I know companies cannot be expected to be all things to all people, however I do think it is possible to grow with your customer while keeping products fresh for those just discovering the craft and wanting their hand held until they feel secure enough to expand.

I remember from my days at Offray we had an 80/20 ratio; 80% of the sales came from your basic satins, and the other 20 came from the gorgeous fashion items. In order to remain a leader in the industry, the company placed great importance on always having new items to meet the needs of those looking for that 20%.

Random Thoughts from Mike Hartnett.

1. The evidence points to the younger generation preferring free-form, individualistic projects rather than those with patterns and step-by-step instructions. That's fine, except for the consumers with no artistic or creative sense. Or consumers who think they have no talent.
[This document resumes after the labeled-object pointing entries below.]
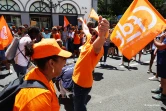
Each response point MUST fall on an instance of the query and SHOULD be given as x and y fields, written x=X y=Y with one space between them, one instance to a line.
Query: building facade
x=45 y=13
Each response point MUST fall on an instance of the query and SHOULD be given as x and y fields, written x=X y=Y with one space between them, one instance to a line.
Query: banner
x=93 y=15
x=139 y=25
x=66 y=22
x=5 y=34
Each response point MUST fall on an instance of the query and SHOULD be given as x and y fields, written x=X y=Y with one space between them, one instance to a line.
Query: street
x=116 y=88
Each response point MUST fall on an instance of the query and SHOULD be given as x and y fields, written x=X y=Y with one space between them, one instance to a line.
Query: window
x=68 y=8
x=9 y=5
x=39 y=7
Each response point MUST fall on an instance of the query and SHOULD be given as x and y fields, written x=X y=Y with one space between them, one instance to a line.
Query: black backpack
x=7 y=95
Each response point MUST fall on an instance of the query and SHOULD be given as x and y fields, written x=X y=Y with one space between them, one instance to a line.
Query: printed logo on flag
x=4 y=33
x=138 y=26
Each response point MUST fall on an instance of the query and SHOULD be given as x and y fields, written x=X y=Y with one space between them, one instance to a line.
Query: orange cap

These people want the security of a pattern and specific instructions. They don't want to do their own thing because they assume the result would be terrible.
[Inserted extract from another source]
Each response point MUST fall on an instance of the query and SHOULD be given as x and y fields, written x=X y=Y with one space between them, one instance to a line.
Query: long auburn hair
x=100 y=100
2. Look at the wealth of home decorating shows on television, particularly the HGTV network. You don't see "cute." (You don't hear the word, "craft" either.)

3. To see a more modern look in cross stitch, visit www.greatbearcanada.com. Not only are the designs not cute, the consumer is encouraged to choose her own colors, so the finished project is unique.

4. Scrapbooking remains the "cutest" category in the industry, which makes sense. Mothers are often creating pages of, for, and with kids.

5. In the heyday of the Int. Needlework Retailers Guild show in Charlotte, I would walk up and down two aisles, then start a third and stop, thinking I'd already walked down that aisle. I made that mistake because the projects in the third aisle looked just like the projects in the first and second aisles.

6. I've seen the latest show book for the Society of Decorative Painters convention in Tampa in May. It's filled with glossy photos of the projects that will be taught by at the convention. I'm sorry to report, but the book looks exactly like the show book from 10-15 years ago. If there's been any change in design, I can't see it.

7. A "hard-cover" book editor told CLN that majority of the best selling books are new, "cutting edge" designs, not the traditional stuff.

8. Years ago I wrote a column suggesting the industry was missing some potential sales by concentrating so much on cute designs. I was bombarded with responses from frustrated designers who wanted to do more, but were forced by manufacturers to keep things cute. I got the feeling there is a wealth of untapped talent out there.

It's unconfirmed, but it looks like there will be a place at the CHA summer show (Chicago, July) where the industry can see designers' work on display. Then you'll see what I mean about untapped talent.